70 years later, bomb-damaged volumes can still be found on the library’s shelves. If you’ve spent time browsing the Library’s art collections, you may well have come across books with the words “damaged by enemy action” (or “e. a.”) lightly pencilled onto the reverse of the title page. In many cases, bomb-damaged books were retained because they were still serviceable, despite the odd warped board, tear or water stain. In others, more seriously mutilated volumes were retained because there was no replacement copy to be had.

Over the years, work has been carried out to stabilise many of these surviving books. Bindings have been strengthened, shrapnel holes patched, and tears mended. These kind of repairs fall well within our in-house conservator’s repertoire, and all are carried out with archival quality materials, such as Japanese papers and wheat starch paste, to ensure that they can be removed should the need ever arise.
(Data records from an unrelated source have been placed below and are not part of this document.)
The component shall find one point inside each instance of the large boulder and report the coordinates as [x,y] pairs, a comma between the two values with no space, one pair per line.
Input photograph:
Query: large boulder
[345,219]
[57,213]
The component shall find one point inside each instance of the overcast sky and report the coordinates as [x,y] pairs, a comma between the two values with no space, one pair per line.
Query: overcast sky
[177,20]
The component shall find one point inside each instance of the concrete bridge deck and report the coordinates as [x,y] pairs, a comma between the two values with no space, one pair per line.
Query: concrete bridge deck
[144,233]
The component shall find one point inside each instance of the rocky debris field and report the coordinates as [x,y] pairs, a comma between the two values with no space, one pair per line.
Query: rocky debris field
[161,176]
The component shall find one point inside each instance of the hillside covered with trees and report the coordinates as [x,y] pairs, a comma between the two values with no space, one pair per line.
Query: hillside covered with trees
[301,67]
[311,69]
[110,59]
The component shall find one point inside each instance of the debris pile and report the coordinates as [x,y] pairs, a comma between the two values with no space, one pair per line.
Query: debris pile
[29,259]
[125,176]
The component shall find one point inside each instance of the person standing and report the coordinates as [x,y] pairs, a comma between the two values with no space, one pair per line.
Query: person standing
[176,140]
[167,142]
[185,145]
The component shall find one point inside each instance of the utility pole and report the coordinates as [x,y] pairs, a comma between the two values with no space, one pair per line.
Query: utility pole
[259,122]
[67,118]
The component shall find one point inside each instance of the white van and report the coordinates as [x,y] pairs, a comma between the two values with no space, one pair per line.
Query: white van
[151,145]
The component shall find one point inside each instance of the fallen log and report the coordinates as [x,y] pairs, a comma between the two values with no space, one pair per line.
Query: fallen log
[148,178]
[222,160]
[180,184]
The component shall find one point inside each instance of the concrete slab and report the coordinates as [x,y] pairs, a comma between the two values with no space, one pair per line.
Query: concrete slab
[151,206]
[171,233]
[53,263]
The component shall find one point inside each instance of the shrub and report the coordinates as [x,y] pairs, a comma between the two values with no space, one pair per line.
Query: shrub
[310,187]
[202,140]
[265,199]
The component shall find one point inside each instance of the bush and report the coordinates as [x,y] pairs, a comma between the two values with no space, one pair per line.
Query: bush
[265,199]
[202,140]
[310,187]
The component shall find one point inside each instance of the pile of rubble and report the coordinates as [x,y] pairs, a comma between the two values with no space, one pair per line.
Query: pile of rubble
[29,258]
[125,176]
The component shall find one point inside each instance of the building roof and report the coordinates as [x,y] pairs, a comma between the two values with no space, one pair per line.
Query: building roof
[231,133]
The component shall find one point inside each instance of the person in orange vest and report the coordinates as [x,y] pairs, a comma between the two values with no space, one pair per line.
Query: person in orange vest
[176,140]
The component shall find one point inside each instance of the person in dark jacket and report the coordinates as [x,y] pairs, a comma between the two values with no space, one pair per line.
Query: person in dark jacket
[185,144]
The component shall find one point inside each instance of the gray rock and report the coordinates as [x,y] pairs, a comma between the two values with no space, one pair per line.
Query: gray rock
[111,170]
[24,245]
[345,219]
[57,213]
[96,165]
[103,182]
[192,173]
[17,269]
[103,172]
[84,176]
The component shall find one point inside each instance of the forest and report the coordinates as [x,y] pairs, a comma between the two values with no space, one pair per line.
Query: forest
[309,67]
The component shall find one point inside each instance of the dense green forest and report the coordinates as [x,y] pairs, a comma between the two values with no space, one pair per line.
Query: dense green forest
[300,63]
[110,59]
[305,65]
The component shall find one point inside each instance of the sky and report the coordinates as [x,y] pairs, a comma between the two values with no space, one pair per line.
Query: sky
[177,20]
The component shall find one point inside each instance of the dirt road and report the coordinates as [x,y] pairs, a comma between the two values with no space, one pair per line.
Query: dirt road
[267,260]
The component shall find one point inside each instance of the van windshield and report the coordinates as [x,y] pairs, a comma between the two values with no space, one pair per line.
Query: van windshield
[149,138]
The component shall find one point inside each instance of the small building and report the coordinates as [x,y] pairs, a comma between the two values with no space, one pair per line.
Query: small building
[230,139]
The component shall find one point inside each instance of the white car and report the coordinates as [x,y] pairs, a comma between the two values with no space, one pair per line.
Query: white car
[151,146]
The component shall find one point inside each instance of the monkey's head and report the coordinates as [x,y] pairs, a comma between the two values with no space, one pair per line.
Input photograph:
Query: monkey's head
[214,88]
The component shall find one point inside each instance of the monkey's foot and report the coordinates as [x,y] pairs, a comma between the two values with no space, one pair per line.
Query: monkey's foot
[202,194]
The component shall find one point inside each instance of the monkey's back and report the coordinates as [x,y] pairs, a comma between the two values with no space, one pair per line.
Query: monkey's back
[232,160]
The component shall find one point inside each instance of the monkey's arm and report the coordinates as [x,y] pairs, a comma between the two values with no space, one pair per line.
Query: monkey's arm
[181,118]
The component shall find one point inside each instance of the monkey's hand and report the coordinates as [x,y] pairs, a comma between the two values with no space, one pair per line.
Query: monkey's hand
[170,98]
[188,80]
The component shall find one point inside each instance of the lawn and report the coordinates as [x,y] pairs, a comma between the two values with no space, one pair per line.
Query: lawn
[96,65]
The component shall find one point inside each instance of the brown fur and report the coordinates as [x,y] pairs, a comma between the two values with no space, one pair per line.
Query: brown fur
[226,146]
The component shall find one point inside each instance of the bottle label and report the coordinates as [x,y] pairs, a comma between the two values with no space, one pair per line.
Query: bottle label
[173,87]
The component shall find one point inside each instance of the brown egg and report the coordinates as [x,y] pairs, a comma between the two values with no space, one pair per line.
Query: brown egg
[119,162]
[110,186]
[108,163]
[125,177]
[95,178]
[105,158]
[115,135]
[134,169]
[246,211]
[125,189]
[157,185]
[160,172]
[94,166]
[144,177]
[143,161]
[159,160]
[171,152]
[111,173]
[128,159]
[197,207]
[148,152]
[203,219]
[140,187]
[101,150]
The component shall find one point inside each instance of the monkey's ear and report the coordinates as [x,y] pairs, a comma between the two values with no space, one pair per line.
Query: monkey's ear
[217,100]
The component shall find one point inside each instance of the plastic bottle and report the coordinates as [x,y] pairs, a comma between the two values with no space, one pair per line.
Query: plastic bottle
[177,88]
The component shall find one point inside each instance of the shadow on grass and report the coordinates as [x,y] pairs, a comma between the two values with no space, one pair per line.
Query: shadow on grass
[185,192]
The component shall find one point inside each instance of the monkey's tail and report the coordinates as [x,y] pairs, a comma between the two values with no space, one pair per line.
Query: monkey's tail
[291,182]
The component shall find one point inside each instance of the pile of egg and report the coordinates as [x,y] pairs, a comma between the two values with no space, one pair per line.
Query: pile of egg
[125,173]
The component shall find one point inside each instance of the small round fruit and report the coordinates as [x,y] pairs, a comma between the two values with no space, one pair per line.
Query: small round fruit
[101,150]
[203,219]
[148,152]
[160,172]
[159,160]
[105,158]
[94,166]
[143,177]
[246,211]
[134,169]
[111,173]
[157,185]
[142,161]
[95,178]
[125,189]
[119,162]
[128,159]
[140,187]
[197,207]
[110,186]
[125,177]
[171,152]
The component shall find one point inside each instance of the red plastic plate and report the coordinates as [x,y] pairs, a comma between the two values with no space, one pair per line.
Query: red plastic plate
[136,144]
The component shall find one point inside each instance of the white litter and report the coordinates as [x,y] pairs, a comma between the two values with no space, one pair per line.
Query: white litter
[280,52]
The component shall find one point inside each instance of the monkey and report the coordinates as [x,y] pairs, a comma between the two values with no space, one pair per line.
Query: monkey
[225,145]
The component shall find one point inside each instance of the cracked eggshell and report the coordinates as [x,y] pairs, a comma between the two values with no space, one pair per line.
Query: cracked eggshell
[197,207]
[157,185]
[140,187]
There is never any attempt to hide the original damage, or to make the book look ‘as good as new’, as our Collection Care team follows a programme of conservation rather than restoration. We act to arrest the degradation of our collections rather than to reverse it, and try as far as possible to maintain the historical integrity of the books in our care.

A handful of our surviving bomb-damaged books remain almost unusable, their bindings shattered by shrapnel and bits of blasted mortar. Where fragments punctured the text-blocks, pages have become ‘mechanically adhered’: each page has curled around the other at the point of impact, with an interlocking effect. In this state, the pages cannot be turned without snagging and tearing. We could flatten these pages by a process of humidification, but to do so would remove primary evidence of an event which not only affected this book, but also had ramifications for the Library’s wider collections.

In these rare cases of extreme mutilation, we have elected to preserve the books in their damaged state, carrying out only minimal repairs where these are needed to prevent further degradation. Where bindings were blown off or are no longer able to protect the pages within them, we have boxed these volumes. We have removed embedded shrapnel and mortar as this could cause the paper to decay, and encapsulated any interesting fragments in archival-quality plastic, so that they can still be seen but won’t harm the books. Having carried out this essential preservation work, the risk of loss to the bindings and paper is now low.

Since the disaster some 70 years ago, interest in our bomb-damaged volumes has transferred from the textual document to the historical object. We would not want to restore the volumes to how they were before the disaster, as to do so would undoubtedly result in losses of a different kind – this time cultural and historical. Preserved in their war-torn state, they are poignant reminders of a dark period in the Library’s history and of the institution’s remarkable resilience.